The court ADOPTS the recommendation of the magistrate judge to dismiss the case. Dkt. No. 4.
The court ORDERS that this case is DISMISSED as frivolous and for failure to state a claim. The clerk will enter judgment accordingly.
The court DENIES AS MOOT the plaintiff's request to proceed without prepaying the filing fee. Dkt. No. 2.
This order and the judgment to follow are final. A dissatisfied party may appeal this court's decision to the Court of Appeals for the Seventh Circuit by filing in this court a notice of appeal within thirty (30) days of the entry of judgment. See Fed. R. of App P. 3, 4. This court may extend this deadline if a party timely requests an extension and shows good cause or excusable neglect for not being able to meet the thirty-day deadline. See Fed. R. App. P. 4(a)(5)(A).

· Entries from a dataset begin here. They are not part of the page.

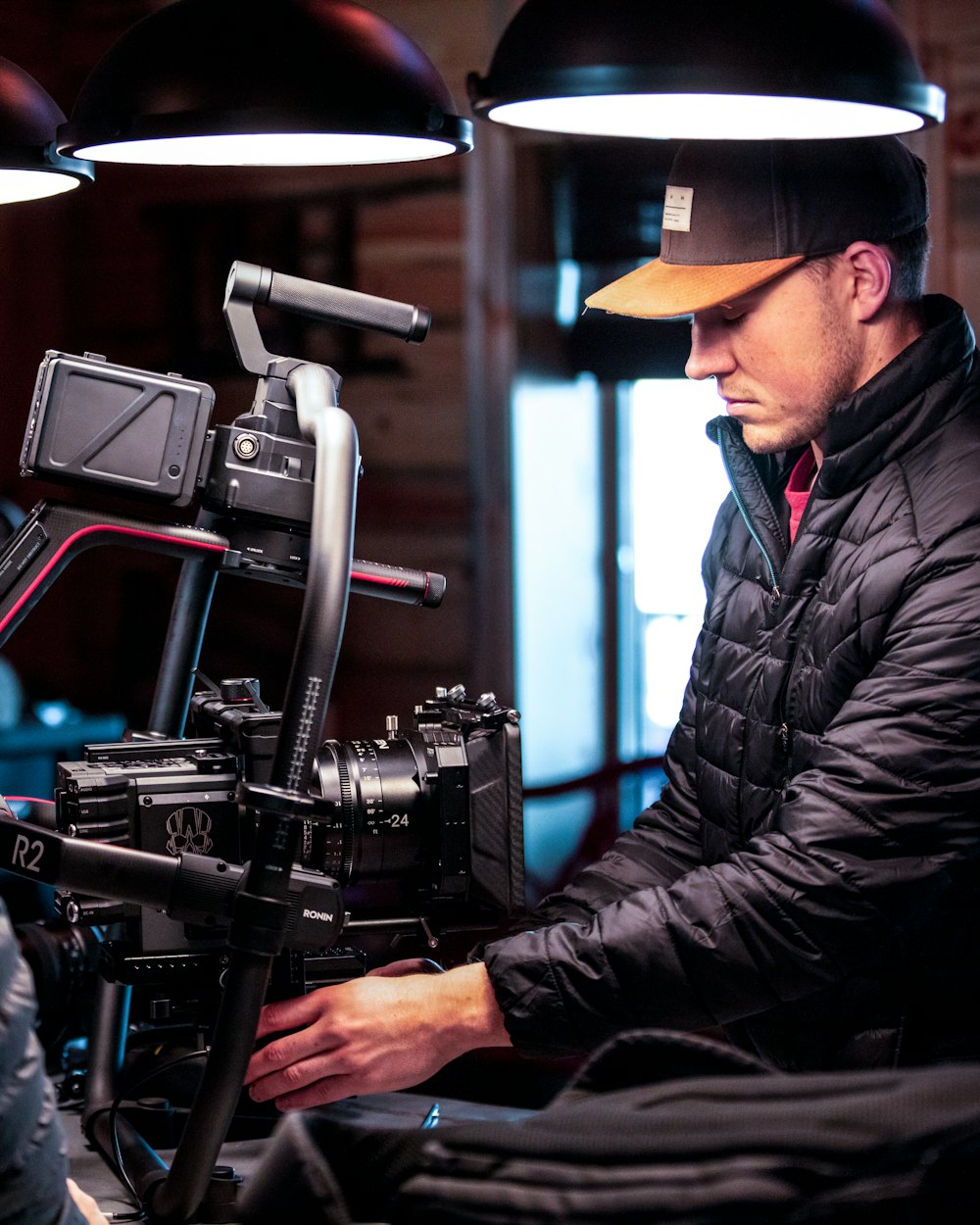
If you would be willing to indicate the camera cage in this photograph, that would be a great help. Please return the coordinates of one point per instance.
(302, 537)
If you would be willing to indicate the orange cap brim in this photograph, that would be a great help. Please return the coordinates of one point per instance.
(669, 290)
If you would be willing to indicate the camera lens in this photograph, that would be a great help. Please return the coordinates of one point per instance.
(380, 828)
(64, 960)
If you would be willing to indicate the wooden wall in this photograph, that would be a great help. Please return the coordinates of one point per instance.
(135, 269)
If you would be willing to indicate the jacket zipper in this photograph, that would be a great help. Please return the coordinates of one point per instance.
(751, 527)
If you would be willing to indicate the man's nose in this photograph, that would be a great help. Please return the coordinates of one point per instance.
(710, 353)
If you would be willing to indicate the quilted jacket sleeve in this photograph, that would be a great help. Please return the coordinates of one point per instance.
(878, 829)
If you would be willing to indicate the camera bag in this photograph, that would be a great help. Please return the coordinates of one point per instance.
(676, 1128)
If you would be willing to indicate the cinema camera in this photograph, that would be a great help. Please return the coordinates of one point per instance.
(413, 843)
(225, 837)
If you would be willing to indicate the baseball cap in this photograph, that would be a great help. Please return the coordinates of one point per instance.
(736, 214)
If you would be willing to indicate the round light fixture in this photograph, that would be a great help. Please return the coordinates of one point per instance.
(29, 166)
(264, 82)
(707, 70)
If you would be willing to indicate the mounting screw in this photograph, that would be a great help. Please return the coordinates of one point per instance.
(245, 446)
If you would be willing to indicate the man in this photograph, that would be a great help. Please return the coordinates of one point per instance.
(34, 1189)
(808, 877)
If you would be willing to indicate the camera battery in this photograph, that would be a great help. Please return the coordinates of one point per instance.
(116, 426)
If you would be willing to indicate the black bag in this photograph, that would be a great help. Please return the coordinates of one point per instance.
(666, 1127)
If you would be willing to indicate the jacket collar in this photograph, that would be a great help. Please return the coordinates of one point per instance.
(900, 407)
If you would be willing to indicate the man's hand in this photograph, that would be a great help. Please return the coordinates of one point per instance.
(86, 1204)
(383, 1032)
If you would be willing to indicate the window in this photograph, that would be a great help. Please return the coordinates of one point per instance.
(647, 490)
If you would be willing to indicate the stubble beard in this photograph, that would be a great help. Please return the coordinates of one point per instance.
(841, 367)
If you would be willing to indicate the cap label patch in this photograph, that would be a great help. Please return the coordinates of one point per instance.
(677, 204)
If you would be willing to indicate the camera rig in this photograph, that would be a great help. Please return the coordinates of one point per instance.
(420, 828)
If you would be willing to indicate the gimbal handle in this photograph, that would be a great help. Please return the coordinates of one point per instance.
(54, 533)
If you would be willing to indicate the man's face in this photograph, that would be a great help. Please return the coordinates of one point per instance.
(783, 356)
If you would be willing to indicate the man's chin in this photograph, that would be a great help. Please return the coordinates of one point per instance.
(762, 441)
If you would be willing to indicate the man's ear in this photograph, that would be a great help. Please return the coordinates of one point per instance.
(870, 272)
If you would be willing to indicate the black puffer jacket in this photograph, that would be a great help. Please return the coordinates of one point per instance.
(809, 877)
(33, 1160)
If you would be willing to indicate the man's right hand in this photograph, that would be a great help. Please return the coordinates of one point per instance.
(385, 1032)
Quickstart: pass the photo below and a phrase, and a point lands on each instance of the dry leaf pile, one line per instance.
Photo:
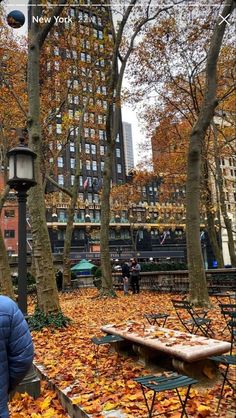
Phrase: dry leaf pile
(69, 360)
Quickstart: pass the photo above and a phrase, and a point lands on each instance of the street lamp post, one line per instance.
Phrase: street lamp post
(21, 178)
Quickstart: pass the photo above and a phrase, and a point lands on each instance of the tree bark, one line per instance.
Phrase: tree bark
(223, 208)
(197, 279)
(6, 286)
(48, 300)
(211, 219)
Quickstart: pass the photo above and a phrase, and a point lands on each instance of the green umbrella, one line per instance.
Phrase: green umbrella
(83, 265)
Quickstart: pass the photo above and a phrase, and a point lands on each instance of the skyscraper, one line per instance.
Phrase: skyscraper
(128, 147)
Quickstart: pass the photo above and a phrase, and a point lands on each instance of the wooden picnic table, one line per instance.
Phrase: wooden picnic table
(177, 344)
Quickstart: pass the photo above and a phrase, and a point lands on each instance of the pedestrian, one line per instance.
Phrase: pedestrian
(135, 276)
(126, 277)
(16, 350)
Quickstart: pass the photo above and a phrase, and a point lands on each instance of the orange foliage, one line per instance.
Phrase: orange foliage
(69, 359)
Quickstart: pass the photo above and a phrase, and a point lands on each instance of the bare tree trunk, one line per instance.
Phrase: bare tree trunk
(71, 210)
(197, 278)
(68, 235)
(6, 287)
(107, 285)
(223, 208)
(48, 300)
(210, 219)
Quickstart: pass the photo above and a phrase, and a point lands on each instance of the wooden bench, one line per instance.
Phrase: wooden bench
(149, 342)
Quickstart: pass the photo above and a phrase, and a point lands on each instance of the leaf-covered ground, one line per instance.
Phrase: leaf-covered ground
(69, 359)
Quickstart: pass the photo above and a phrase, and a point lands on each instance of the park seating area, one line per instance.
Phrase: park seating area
(68, 359)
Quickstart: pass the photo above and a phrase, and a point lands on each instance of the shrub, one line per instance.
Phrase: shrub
(163, 266)
(40, 320)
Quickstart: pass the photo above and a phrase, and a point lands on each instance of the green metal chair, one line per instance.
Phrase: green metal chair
(172, 381)
(106, 339)
(156, 319)
(225, 361)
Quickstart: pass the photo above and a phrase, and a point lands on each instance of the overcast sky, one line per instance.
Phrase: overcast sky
(128, 115)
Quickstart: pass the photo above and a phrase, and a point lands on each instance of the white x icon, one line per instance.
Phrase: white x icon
(224, 19)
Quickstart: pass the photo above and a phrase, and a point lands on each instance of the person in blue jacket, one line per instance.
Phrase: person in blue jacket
(16, 350)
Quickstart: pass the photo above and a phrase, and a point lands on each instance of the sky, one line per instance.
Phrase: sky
(128, 114)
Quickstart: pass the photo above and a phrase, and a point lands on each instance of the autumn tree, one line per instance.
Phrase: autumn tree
(125, 32)
(13, 114)
(198, 287)
(48, 300)
(183, 92)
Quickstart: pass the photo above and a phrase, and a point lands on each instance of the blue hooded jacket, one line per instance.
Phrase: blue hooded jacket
(16, 350)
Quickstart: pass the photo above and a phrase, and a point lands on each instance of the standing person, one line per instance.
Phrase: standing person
(126, 277)
(135, 277)
(16, 350)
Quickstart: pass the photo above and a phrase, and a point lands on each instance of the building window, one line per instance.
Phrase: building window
(88, 165)
(9, 213)
(86, 132)
(100, 34)
(87, 148)
(60, 162)
(93, 149)
(58, 128)
(83, 56)
(61, 179)
(101, 135)
(72, 146)
(94, 165)
(9, 233)
(118, 152)
(72, 12)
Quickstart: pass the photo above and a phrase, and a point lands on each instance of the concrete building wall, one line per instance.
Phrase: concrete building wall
(128, 146)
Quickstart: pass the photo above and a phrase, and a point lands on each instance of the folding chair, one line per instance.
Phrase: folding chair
(228, 311)
(227, 361)
(155, 319)
(106, 339)
(163, 383)
(196, 323)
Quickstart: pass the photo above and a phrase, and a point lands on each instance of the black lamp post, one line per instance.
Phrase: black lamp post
(21, 178)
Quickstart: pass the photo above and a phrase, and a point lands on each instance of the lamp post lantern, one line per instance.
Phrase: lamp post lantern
(21, 178)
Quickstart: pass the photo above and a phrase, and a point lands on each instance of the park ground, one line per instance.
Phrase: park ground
(68, 358)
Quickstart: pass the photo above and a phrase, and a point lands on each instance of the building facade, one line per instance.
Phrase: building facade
(128, 147)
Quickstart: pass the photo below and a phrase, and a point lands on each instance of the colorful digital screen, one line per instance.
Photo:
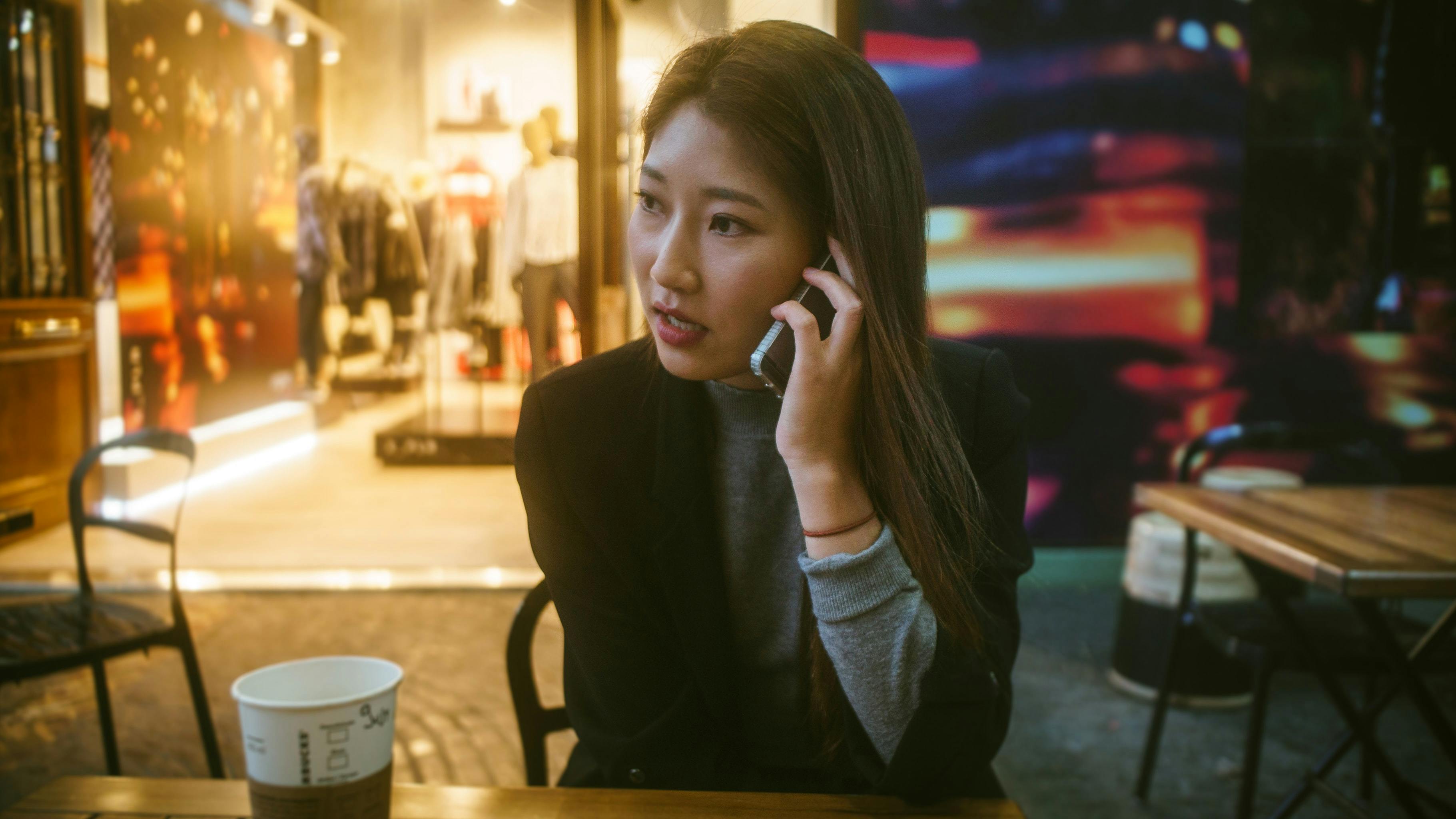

Under certain circumstances, a party may ask this court to alter or amend its judgment under Federal Rule of Civil Procedure 59(e) or ask for relief from judgment under Federal Rule of Civil Procedure 60(b). Any motion under Rule 59(e) must be filed within twenty-eight (28) days of the entry of judgment. The court cannon extend this deadline. See Fed.R.Civ.P. 6(b)(2). Any motion under Rule 60(b) must be filed within a reasonable time, generally no more than one year after the entry of judgment. The court cannot extend this deadline. See Fed.R.Civ.P. 6(b)(2).
The court expects parties to closely review all applicable rules and determine, what, if any, further action is appropriate in a case.